ENGINEERINGMAR 24, 2026

110,227 Tests. Zero Failures. We Tried to Break Our Own Compiler.

Seven levels of adversarial testing. Every monomer, every backend, every language, every edge case. 110,227 attempts to find a single failure. We found none.

The Question We Asked Ourselves

When you build a compiler that transpiles code between 10 input languages and 14 output targets, that certifies programs mathematically, and that compiles itself — there is one question that towers above everything else:

How do you know it actually works?

The industry standard answer is "we tested it pretty well." We looked at that answer and decided it was an embarrassment. "Pretty well" is not engineering. So we did something different.

What Are Abyssal Tests?

We call them abyssal tests because they go all the way down — to the absolute bottom of the system. These are not your typical integration tests that verify "the button works." These are tests designed to destroy our own compiler. Every atomic operation. Every value combination. Every backend. Every control flow pattern. We tried to break it. Systematically.
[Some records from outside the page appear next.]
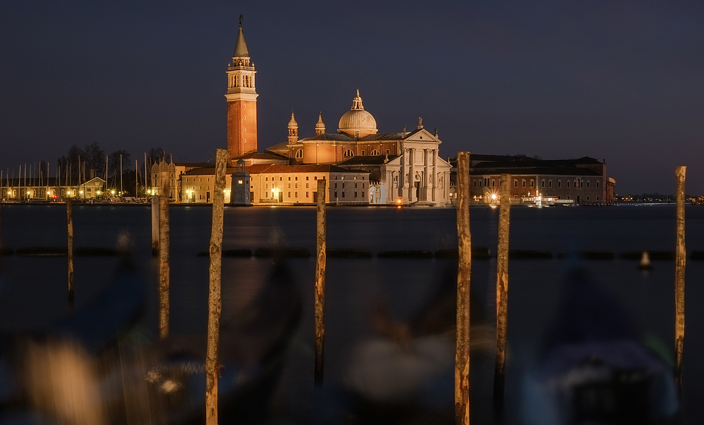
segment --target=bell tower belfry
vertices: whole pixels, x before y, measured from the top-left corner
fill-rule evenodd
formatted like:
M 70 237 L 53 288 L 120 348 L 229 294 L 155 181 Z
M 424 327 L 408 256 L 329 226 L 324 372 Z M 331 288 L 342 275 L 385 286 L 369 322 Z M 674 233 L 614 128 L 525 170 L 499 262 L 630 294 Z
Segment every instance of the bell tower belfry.
M 257 151 L 257 97 L 254 63 L 242 32 L 242 15 L 239 15 L 239 32 L 234 43 L 232 62 L 227 67 L 227 150 L 230 159 Z

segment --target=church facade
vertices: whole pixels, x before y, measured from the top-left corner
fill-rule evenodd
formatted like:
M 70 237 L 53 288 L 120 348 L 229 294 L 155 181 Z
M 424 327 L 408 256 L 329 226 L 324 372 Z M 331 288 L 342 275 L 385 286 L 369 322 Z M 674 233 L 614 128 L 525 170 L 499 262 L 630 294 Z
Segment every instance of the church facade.
M 311 188 L 296 190 L 299 184 L 296 179 L 320 178 L 331 181 L 329 202 L 449 204 L 451 165 L 439 155 L 442 142 L 437 131 L 426 130 L 419 118 L 417 128 L 412 131 L 404 129 L 401 132 L 379 133 L 374 117 L 364 109 L 359 91 L 352 107 L 340 118 L 337 132 L 326 132 L 319 116 L 315 136 L 299 138 L 298 125 L 291 113 L 287 140 L 259 152 L 256 74 L 240 17 L 234 51 L 227 69 L 225 96 L 230 166 L 239 169 L 244 162 L 246 172 L 244 179 L 228 176 L 230 190 L 234 192 L 233 181 L 249 179 L 249 199 L 253 204 L 311 202 L 315 202 Z M 182 173 L 177 177 L 180 184 L 172 186 L 178 188 L 180 195 L 174 197 L 190 202 L 210 202 L 209 183 L 214 174 L 214 168 L 210 168 Z M 339 181 L 334 181 L 336 176 Z M 268 180 L 272 178 L 278 180 L 272 183 Z M 289 181 L 294 186 L 290 193 Z M 285 187 L 279 187 L 284 181 Z M 227 190 L 226 197 L 227 195 Z
M 340 118 L 337 133 L 326 133 L 322 116 L 314 137 L 298 138 L 291 113 L 288 140 L 267 149 L 292 164 L 334 164 L 370 174 L 370 204 L 446 205 L 451 165 L 440 157 L 437 133 L 422 119 L 413 131 L 379 133 L 374 117 L 365 110 L 359 91 L 352 107 Z

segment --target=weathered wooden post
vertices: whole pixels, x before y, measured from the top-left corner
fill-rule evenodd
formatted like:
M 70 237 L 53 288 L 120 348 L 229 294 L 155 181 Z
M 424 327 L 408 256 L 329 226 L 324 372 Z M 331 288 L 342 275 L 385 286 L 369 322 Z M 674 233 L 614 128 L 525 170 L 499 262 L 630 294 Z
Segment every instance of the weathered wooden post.
M 151 255 L 159 252 L 159 197 L 151 195 Z
M 66 198 L 66 223 L 68 228 L 68 306 L 73 307 L 73 205 L 71 198 Z
M 315 374 L 316 386 L 322 385 L 325 370 L 325 267 L 327 266 L 327 235 L 325 223 L 326 181 L 318 181 L 317 233 L 315 258 Z
M 166 338 L 169 335 L 169 285 L 171 280 L 169 263 L 169 240 L 171 229 L 169 220 L 169 193 L 171 188 L 167 179 L 161 186 L 159 200 L 159 335 Z
M 457 334 L 455 348 L 455 423 L 470 423 L 470 152 L 457 155 Z
M 213 228 L 210 231 L 210 289 L 208 293 L 208 348 L 206 352 L 206 424 L 218 425 L 218 346 L 220 342 L 220 280 L 222 270 L 222 215 L 225 209 L 225 175 L 227 150 L 215 154 L 215 194 L 213 198 Z
M 504 374 L 506 370 L 506 331 L 508 303 L 508 229 L 511 211 L 511 175 L 501 174 L 499 182 L 501 209 L 496 254 L 496 364 L 494 376 L 494 406 L 498 414 L 503 409 Z
M 682 393 L 682 360 L 684 355 L 684 266 L 687 251 L 684 248 L 684 175 L 687 167 L 678 166 L 677 178 L 677 249 L 674 270 L 674 379 Z

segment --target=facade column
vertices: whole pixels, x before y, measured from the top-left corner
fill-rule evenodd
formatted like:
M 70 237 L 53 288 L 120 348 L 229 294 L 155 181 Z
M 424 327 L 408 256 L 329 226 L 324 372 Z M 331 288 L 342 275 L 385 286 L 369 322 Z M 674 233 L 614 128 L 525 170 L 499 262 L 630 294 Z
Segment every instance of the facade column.
M 432 183 L 432 188 L 431 188 L 430 190 L 432 192 L 432 202 L 434 203 L 435 202 L 435 190 L 436 190 L 436 188 L 437 188 L 437 184 L 438 184 L 437 171 L 436 169 L 436 167 L 437 166 L 437 162 L 438 162 L 438 160 L 437 160 L 437 158 L 438 158 L 437 152 L 438 152 L 437 149 L 434 149 L 434 150 L 432 150 L 431 151 L 431 155 L 433 155 L 433 175 L 431 177 L 431 179 L 432 179 L 431 181 L 432 181 L 433 183 Z
M 430 170 L 430 168 L 429 168 L 430 167 L 430 164 L 428 163 L 428 153 L 429 152 L 430 152 L 429 149 L 424 149 L 423 150 L 423 158 L 424 158 L 424 162 L 425 163 L 425 176 L 423 176 L 423 188 L 424 188 L 424 190 L 423 190 L 423 200 L 424 201 L 428 201 L 429 200 L 428 200 L 428 190 L 429 190 L 429 185 L 428 184 L 428 181 L 429 181 L 428 176 L 430 175 L 430 171 L 429 171 Z
M 401 144 L 401 175 L 398 176 L 398 197 L 403 197 L 403 188 L 406 188 L 406 148 Z
M 415 148 L 408 150 L 408 202 L 413 202 L 413 192 L 415 191 L 415 178 L 413 174 L 413 163 L 415 162 Z

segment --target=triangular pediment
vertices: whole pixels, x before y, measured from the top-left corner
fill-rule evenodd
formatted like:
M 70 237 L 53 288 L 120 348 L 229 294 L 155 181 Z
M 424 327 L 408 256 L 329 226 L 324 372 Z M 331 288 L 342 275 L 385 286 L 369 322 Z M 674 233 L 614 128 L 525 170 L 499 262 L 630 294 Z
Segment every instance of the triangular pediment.
M 425 129 L 419 129 L 411 131 L 405 138 L 406 142 L 418 142 L 418 143 L 441 143 L 442 142 L 439 138 L 435 137 L 435 135 L 432 134 Z

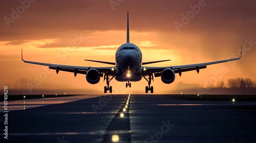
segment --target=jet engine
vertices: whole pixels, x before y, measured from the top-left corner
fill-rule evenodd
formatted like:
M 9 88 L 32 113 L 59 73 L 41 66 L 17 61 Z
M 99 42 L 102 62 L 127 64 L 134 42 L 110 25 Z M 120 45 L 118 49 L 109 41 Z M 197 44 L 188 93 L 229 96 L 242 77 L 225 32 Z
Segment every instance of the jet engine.
M 86 80 L 91 84 L 96 84 L 99 82 L 100 75 L 99 71 L 94 68 L 92 68 L 87 71 L 86 73 Z
M 175 79 L 175 73 L 174 70 L 169 68 L 165 68 L 161 75 L 162 81 L 166 84 L 169 84 L 174 82 Z

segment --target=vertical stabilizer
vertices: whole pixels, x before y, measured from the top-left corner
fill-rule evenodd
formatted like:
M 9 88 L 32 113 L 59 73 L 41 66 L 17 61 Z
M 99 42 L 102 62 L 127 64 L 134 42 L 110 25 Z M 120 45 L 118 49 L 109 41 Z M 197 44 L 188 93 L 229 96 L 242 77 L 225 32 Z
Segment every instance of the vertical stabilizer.
M 126 43 L 130 43 L 130 34 L 129 34 L 129 12 L 127 12 L 127 36 Z

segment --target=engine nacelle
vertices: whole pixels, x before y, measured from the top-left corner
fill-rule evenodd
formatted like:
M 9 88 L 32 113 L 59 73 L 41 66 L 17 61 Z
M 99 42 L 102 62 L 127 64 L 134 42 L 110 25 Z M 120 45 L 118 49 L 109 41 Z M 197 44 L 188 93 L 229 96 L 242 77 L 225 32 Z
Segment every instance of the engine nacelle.
M 100 78 L 99 71 L 94 68 L 88 70 L 86 73 L 86 80 L 91 84 L 94 84 L 98 83 Z
M 171 69 L 165 68 L 162 72 L 162 74 L 161 74 L 161 79 L 164 83 L 171 83 L 175 79 L 175 73 Z

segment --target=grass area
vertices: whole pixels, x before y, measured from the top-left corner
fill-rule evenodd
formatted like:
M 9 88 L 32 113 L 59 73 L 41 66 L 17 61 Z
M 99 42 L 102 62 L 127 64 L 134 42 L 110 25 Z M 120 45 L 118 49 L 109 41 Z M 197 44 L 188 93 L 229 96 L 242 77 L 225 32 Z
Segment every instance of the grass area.
M 63 97 L 68 96 L 77 96 L 77 94 L 35 94 L 35 95 L 8 95 L 7 101 L 23 99 L 32 99 L 39 98 L 49 98 L 56 97 Z M 24 98 L 25 96 L 25 98 Z M 4 95 L 0 95 L 0 101 L 3 101 Z
M 256 95 L 231 94 L 168 94 L 168 97 L 187 100 L 256 101 Z

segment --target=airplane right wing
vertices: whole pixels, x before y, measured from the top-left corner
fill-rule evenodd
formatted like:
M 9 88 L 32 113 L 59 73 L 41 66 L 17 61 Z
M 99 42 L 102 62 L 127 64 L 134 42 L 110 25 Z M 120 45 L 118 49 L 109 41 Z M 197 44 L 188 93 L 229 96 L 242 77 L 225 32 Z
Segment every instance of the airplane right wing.
M 41 65 L 45 65 L 49 66 L 49 68 L 51 69 L 56 70 L 57 74 L 59 71 L 64 71 L 67 72 L 71 72 L 74 73 L 75 77 L 77 74 L 86 75 L 87 71 L 91 68 L 97 69 L 100 73 L 100 77 L 103 77 L 103 74 L 108 73 L 110 75 L 114 76 L 115 75 L 115 70 L 113 70 L 113 67 L 89 67 L 89 66 L 72 66 L 61 64 L 54 64 L 50 63 L 41 63 L 33 61 L 29 61 L 24 60 L 23 59 L 23 54 L 22 49 L 22 60 L 25 62 L 27 63 L 38 64 Z

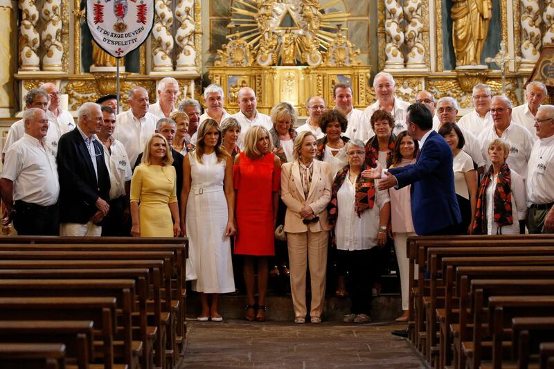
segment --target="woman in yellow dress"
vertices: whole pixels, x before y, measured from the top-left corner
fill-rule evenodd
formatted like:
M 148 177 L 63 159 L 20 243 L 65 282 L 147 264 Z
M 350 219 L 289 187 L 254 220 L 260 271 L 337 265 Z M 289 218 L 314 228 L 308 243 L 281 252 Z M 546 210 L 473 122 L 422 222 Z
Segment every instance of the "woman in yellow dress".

110,227 Tests Across 7 Categories

The tests span 7 categories: individual monomer operations, multi-family compositions, cross-target consistency, determinism verification, real execution with verified I/O, security and abuse resistance, and regression coverage. Every single test verifies a concrete, specific property. None of these are randomly generated. Each one exists because it targets a specific execution path that could fail — and we made sure it does not.

What We Tried to Break

Level 1: Individual Operations

Every monomer in the full catalog was tested with boundary values: 0, 1, 127, 128, 255, and every dangerous combination between them. ADD8(255, 1) must produce wrap-around — not a crash, not undefined behavior, wrap-around. DIV8(x, 0) must produce a controlled error — not a segfault. SHL(1, 7)must produce 128. No exceptions. No "it depends." No platform-specific behavior.

Level 2: Compositions

Here is where most compilers fall apart. An individual monomer can work perfectly and fail catastrophically when composed with another. We generated chains of 2, 3, 4, 5, and 6 operations mixing families: arithmetic with logic, logic with strings, strings with float, float with trigonometry. If ADD8 works and SIN works, does SIN(ADD8(1,2)) work?

Yes. In every single case. Every combination. Every permutation.

Level 3: Cross-Target

The same PCD program must produce correct code in JavaScript, Python, Rust, Go, C, C++, PHP, and Java. Each monomer generates idiomatic code in the target language — not a transliteration, but native semantics appropriate to that language. And here is the hard part: all backends must produce the same result for the same input. Identical outputs. Across languages.

2,864 tests verify this for monomer combinations alone. Every single one passes.

Level 4: Determinism

This is the most important property of BRIK64: the same input produces the same output. Always. Not "usually." Not "in most cases." Always. No garbage collection pausing between two runs. No JIT optimizing differently the second time. No scheduler reordering operations behind your back.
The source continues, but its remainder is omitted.